Integration Between Cascade Region-Based Convolutional Neural Network and Bi-Directional Feature Pyramid Network for Live Object Tracking and Detection

Integration Between Cascade Region-Based Convolutional Neural Network and Bi-Directional Feature Pyramid Network for Live Object Tracking and Detection

Lehai Zhong Jiao LiFeifan Zhou Xiaoan Bao Weiyin Xing Zhengyong Han Jinsheng Luo 

School of Electronics and Information, Mianyang Polytechnic, Mianyang 621000, China

School of Information Science and Technology, Zhejiang Sci-Tech University, Hangzhou 310018, China

School of Electrical Engineering, Southwest Jiaotong University, Chengdu 610031, China

Corresponding Author Email: 
lijiao@mypt.edu.cn
Page: 
1253-1257
|
DOI: 
https://doi.org/10.18280/ts.380437
Received: 
5 March 2021
|
Revised: 
23 May 2021
|
Accepted: 
8 June 2021
|
Available online: 
31 August 2021
| Citation

© 2021 IIETA. This article is published by IIETA and is licensed under the CC BY 4.0 license (http://creativecommons.org/licenses/by/4.0/).

OPEN ACCESS

Abstract: 

The current target tracking and detection algorithms often have mistakes and omissions when the target is occluded or small. To overcome the defects, this paper integrates bi-directional feature pyramid network (BiFPN) into cascade region-based convolutional neural network (R-CNN) for live object tracking and detection. Specifically, the BiFPN structure was utilized to connect between scales and fuse weighted features more efficiently, thereby enhancing the network’s feature extraction ability, and improving the detection effect on occluded and small targets. The proposed method, i.e., Cascade R-CNN fused with BiFPN, was compared with target detection algorithms like Cascade R-CNN and single shot detection (SSD) on a video frame dataset of wild animals. Our method achieved a mean average precision (mAP) of 91%, higher than that of SSD and Cascade R-CNN. Besides, it only took 0.42s for our method to detect each image, i.e., the real-time detection was realized. Experimental results prove that the proposed live object tracking and detection model, i.e., Cascade R-CNN fused with BiFPN, can adapt well to the complex detection environment, and achieve an excellent detection effect.

Keywords: 

cascade region-based convolutional neural network (R-CNN), bi-directional feature pyramid network (BiFPN), live object tracking and detection

1. Introduction

In recent years, significant progress has been made in the detection of live objects like human and other animals, which provides technical support to semantic segmentation, cross-border tracking, and behavioral analysis. The relevant detection technologies have been widely applied in multiple fields, such as public security, image retrieval, as well as animal tracking and protection. However, the detection accuracy might be dragged down, if the target is occluded or small. To improve detection accuracy, target detection researchers are striving to mitigate the mistakes and omissions of live object detection [1].

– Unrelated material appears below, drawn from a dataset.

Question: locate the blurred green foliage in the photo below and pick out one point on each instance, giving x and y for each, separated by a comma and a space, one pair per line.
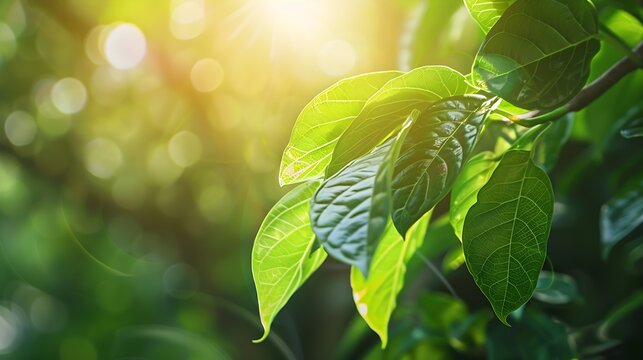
139, 149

Traditional target detection methods mainly rely on machine learning. The detection algorithms can be decomposed into three phases: region selection, feature extraction, and target classification. During region selection, multiple candidate regions are obtained through sliding window operation or selective search. During feature extraction, the features of each candidate region are extracted through scale-invariant feature transform (SIFT) [2], and histogram of oriented gradients (HOG) [3]. During target classification, the targets are classified according to the features extracted in the second phase. The main classifiers are to support vector machine (SVM) [4], and adaptive boosting (AdaBoost) [5]. For live object detection, the quality of feature extraction directly determines the detection accuracy of small or occluded targets. The traditional target detection methods are inaccurate, and time-consuming, with a high omission rate. Considering the actual needs of live object detection, this paper tries to improve the phase of feature extraction.

The further development of deep learning (DL) enables the continuous improvement of the accuracy and speed of target detection algorithms, with the aid of multi-layer computing networks. More and more target detection methods have emerged based on deep convolutional neural networks (DCNNs) [6-9]. There are mainly two types of DL-based target detection networks: one-stage detection algorithms, and two-stage detection algorithms. One-stage detection algorithms directly generate the class probability and coordinates of the object, without needing region selection. Typical examples include single shot detection (SSD) and its derivatives [10], you only look once (YOLO) series [11], etc. Two-stage detection algorithms first perform region selection, and then classify candidates regions. Typical examples include region-based CNN (R-CNN) series [12], and various improved versions of R-CNN, namely, Fast R-CNN [13], and Faster R-CNN [14]. Cascade R-CNN [15] is a multistage extension of Faster R-CNN. Two-stage algorithms have lower error rate and omission rate than one-stage algorithms. Nevertheless, the above algorithms do not make full use of the context of the region of interest (ROI), and ignore the importance of shallow position information to the detection of small or occluded targets.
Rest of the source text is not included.